Nuova direzione per Resident Evil: approfondimenti dal regista Zach Cregger
Il regista Zach Cregger, specializzato in armi, è pronto a introdurre la sua visione unica nel franchise di Resident Evil, come dimostra l’uscita del primo teaser trailer del film. Questo segna un capitolo entusiasmante per i fan dell’amata saga horror.
Un approccio narrativo innovativo
In recenti interviste, Cregger ha approfondito il suo processo creativo, spiegando in particolare perché ha scelto di non adattare una trama già esistente dai giochi. Il suo obiettivo è invece quello di creare una narrazione originale che rimanga fedele all’essenza di Resident Evil.
“Volevo raccontare una storia ambientata nell’universo di Resident Evil senza però replicare le narrazioni già esplorate nei giochi”, ha spiegato Cregger in un’intervista al PlayStation Blog.”Sentivo che sarebbe stato difficile migliorare personaggi iconici come Leon, dato che i giochi eccellono proprio nella narrazione.”
Rispettare gli elementi narrativi
Anziché riproporre storie già note, Cregger rende omaggio alla struttura narrativa della serie. Sottolinea l’importanza di seguire un singolo personaggio attraverso ambientazioni diverse, gestendo al contempo le risorse, un elemento distintivo della serie di videogiochi.
“Il mio obiettivo è riconoscere lo stile narrativo e concentrarmi sul percorso di un personaggio, soprattutto in termini di gestione delle risorse e utilizzo delle munizioni”, ha spiegato in un’intervista a IGN.”Il personaggio inizia con una pistola, passa a un fucile a pompa e poi a un MP5, il tutto mentre affronta mostri progressivamente più bizzarri.”
Vi presentiamo Bryan: un protagonista con cui è facile identificarsi.
Sebbene l’evoluzione delle armi sia un tema importante, il film di Cregger si concentra su Bryan, interpretato da Austin Abrams. Curiosamente, Bryan non viene ritratto come un tiratore scelto, bensì come un uomo comune catapultato nel caos.

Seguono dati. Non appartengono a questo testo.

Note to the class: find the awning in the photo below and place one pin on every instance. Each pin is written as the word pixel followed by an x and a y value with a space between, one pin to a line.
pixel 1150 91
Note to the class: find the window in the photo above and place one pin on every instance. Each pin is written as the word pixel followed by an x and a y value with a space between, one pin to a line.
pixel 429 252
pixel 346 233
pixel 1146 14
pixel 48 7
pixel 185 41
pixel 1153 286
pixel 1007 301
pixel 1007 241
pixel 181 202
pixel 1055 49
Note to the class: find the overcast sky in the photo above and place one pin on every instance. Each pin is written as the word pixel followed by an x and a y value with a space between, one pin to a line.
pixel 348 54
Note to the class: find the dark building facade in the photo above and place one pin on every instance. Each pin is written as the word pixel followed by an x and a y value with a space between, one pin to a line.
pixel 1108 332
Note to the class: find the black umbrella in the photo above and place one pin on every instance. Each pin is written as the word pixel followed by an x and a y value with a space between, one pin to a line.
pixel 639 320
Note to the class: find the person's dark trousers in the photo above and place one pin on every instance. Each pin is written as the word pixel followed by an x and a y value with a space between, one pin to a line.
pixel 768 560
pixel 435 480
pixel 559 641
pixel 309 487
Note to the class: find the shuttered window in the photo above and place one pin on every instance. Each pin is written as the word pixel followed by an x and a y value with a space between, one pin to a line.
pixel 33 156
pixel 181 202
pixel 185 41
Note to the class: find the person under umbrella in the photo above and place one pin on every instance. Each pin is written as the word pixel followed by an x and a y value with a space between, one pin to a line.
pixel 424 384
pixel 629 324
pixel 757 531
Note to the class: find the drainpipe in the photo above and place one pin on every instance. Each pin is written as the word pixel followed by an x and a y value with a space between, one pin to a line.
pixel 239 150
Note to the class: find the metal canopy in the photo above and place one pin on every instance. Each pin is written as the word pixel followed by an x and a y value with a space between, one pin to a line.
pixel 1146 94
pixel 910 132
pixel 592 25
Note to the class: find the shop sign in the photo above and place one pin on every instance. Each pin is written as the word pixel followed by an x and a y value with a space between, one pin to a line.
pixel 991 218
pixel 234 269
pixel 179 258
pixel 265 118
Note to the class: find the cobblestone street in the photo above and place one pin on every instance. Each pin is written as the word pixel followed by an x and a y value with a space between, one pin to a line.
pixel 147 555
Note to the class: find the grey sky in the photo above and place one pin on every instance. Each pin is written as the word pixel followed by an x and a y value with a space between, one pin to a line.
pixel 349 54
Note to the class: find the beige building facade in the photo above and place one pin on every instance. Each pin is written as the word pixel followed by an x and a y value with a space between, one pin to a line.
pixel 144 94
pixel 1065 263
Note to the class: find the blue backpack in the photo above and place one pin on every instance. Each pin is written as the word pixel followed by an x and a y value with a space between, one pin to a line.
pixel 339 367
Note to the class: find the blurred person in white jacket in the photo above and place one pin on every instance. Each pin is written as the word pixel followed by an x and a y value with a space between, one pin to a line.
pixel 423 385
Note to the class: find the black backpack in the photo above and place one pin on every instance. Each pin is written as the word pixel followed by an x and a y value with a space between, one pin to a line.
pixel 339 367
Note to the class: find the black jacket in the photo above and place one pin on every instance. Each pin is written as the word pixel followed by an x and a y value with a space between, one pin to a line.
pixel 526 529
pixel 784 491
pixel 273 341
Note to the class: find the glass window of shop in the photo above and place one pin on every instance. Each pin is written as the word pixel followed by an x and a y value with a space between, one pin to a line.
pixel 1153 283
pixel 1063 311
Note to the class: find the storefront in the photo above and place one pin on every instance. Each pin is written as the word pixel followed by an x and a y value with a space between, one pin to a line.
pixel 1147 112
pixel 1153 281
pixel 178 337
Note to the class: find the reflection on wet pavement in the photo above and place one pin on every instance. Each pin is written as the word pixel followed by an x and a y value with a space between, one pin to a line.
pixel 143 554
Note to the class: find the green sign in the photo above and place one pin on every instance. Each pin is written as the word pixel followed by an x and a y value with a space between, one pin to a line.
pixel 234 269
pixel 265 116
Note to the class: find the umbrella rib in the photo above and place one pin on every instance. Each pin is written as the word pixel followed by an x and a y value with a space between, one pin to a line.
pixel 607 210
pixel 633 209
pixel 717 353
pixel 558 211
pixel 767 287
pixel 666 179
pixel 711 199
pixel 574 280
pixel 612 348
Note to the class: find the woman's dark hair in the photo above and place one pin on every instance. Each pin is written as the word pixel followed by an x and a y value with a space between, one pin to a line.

Cregger lo descrive come “un individuo bonario e sfortunato che si ritrova intrappolato in un incubo”.Ha inoltre spiegato che Bryan incarna la tipica reazione del giocatore di fronte a scenari disperati.”Rappresenta ciò che credo farebbe un videogiocatore medio se si trovasse in queste situazioni angoscianti”, ha osservato Cregger.
L’attesa per la première
Mentre il pubblico si prepara all’uscita del film il 18 settembre 2026, è interessante considerare le azioni di Bryan come un riflesso delle tipiche reazioni dei giocatori durante i momenti terrificanti rappresentati in Resident Evil. Questa nuova interpretazione promette non solo di coinvolgere i fan, ma anche di offrire nuove emozioni in un universo ben noto.